I have been provided with an advance copy of the new Pandemic book Pandemic: Patient Zero by Amanda Bridgeman, published by Aconyte Books, so here is the honest review I promised in exchange for the book.

So here is an important disclaimer which is always important to put out there first. I have a casual work contact with Asmodee to demonstrate board games for them in stores and at conventions. Asmodee being the parent company of Aconyte the publisher.

I am going to try my best to not let this cloud my judgement in this review, but I accept that subconsciously it might.

What Is Pandemic

Pandemic is a cooperative board game designed by Matt Leacock, in the game you work together to discover the cure for several diseases rampaging though the world.

Players take on various roles, such as medic, dispatcher, scientist, quarantine expert etc and though the combined efforts, collect enough data and information to find the cures to save the world.

The game is incredibly successful and has three expansions for itself as well as numerous spin off games and variations. As well as the extremely popular Legacy versions of the game.

My personal current favourite is Pandemic: Hot Zone North America.

The Story

The story starts with a nun falling ill in Peru, and quickly the disease she later dies from starts popping up in Brazil and Columbia too.

It’s a new disease to which humanity has no immunity and it rapidly kills those it infects.

The Global Health Agency dispatches a team from its base in Lyon to discover the cause of this disease and hopefully find a cure.

We have a cast who roughly represent many of the possible roles within the Pandemic board game, and a nice mixture of nationalities and genders. There is also an interesting little bit of minor subplot about one of the field team finding it more difficult to traverse the world due to her being from Nigeria rather than the US, UK or Australia.

The story takes us on a hunt for the source of the disease, from Lima, into the jungle and down the Amazon river and then deep into a drug lords village as the team desperately search for patient zero and understand how this disease came into existence.


Look I need to be straight up here, I got Covid early on in the pandemic, it took a third of my lungs from me and has ruined my lungs to the point where I can’t climb stairs without an inhaler.

This book was extremely difficult to read because it quite often referred to Covid in the past tense, when Covid is still very much with us and killing people.

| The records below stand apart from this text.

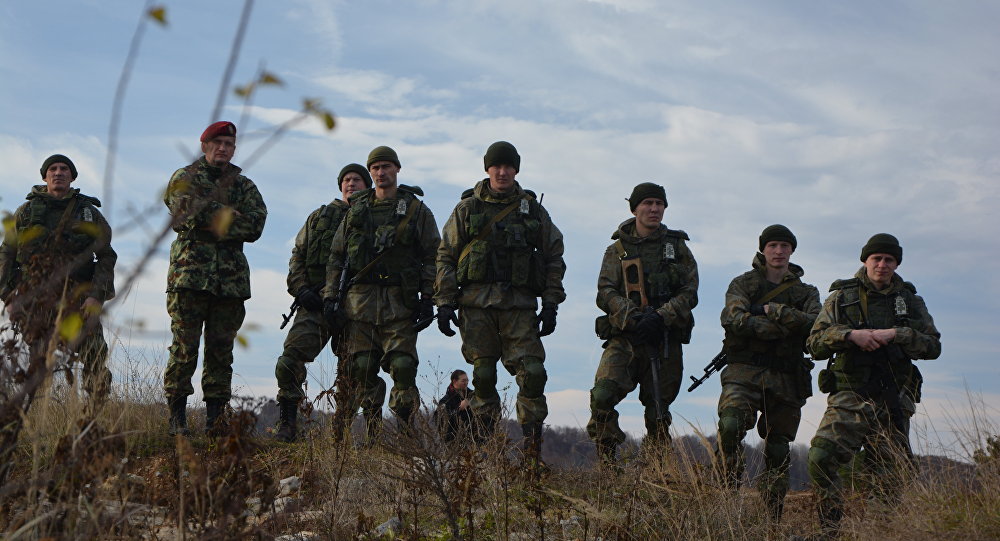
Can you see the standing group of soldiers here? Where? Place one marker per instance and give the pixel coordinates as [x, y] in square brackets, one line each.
[369, 269]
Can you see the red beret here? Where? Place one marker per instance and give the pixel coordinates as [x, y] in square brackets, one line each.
[222, 127]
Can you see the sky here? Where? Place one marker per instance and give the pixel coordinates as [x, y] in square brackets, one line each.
[837, 119]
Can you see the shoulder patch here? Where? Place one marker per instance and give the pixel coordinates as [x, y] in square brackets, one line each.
[844, 284]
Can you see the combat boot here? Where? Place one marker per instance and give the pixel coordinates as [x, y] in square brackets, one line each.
[288, 411]
[177, 425]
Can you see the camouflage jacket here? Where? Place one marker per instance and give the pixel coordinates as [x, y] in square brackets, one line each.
[31, 233]
[307, 266]
[677, 276]
[388, 292]
[898, 306]
[519, 261]
[780, 333]
[208, 252]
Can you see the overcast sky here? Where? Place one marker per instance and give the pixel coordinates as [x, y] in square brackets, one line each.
[837, 119]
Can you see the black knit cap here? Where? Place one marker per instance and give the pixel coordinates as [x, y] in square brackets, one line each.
[502, 153]
[383, 154]
[882, 243]
[58, 158]
[776, 232]
[644, 191]
[354, 168]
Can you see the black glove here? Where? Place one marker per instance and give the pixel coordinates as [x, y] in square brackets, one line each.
[547, 319]
[424, 315]
[309, 299]
[650, 328]
[446, 316]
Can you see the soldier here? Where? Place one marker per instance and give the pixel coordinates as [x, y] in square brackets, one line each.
[386, 245]
[59, 254]
[769, 312]
[306, 277]
[499, 253]
[635, 333]
[214, 211]
[872, 326]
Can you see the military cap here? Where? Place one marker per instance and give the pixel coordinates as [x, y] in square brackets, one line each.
[502, 153]
[222, 127]
[58, 158]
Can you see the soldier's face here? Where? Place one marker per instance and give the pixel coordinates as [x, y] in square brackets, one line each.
[58, 177]
[351, 183]
[880, 268]
[219, 150]
[777, 253]
[383, 174]
[501, 177]
[649, 213]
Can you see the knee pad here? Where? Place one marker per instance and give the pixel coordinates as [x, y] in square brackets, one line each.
[534, 377]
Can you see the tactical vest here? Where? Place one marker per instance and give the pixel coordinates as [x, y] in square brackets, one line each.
[321, 232]
[371, 231]
[784, 354]
[510, 252]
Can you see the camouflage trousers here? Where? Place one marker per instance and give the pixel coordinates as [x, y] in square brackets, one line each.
[391, 346]
[490, 335]
[746, 390]
[849, 423]
[625, 365]
[220, 317]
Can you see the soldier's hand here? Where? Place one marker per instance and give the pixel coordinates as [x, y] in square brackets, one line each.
[424, 314]
[547, 319]
[446, 316]
[650, 327]
[309, 299]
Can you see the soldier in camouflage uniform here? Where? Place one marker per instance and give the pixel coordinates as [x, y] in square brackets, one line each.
[769, 312]
[306, 277]
[872, 326]
[387, 243]
[499, 253]
[58, 256]
[634, 335]
[214, 211]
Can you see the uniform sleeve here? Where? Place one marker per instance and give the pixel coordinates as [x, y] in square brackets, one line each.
[736, 318]
[677, 311]
[552, 255]
[452, 244]
[828, 336]
[921, 340]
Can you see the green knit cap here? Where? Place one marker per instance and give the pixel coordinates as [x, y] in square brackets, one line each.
[644, 191]
[882, 243]
[502, 153]
[58, 158]
[354, 168]
[777, 232]
[383, 154]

The book itself is well written, it’s a by the numbers virus outbreak kind of story, nowt ground breaking but well done and brilliantly written with relatable characters.

But it feels far too soon for a book to talk about Covid as being in the past, had I known this book would have done this, I would never have read it.

So it comes down to this, if you can handle many references to Covid and a new respiratory disease, then it’s a good book to read, but if like me you basically have PTSD when it comes to Covid, I would strongly advise giving this book a miss for now.

Just for now though, because it is a good book, but frankly it needs a trigger warning, I donMt know why I pushed myself to keep reading, I really shouldn’t have.

I don’t know how to score this book so I am going to ignore my instincts which are to refuse to score it because of how much it triggered my PTSD and made my chest feel incredibly tight.

It’s a well written book with a good story so I will give it a 4 out of 5 stars, but as I said, it desperately needs a proper trigger warning.

The book is published as an ebook on 7th September and will hit bookstores on the 11th November.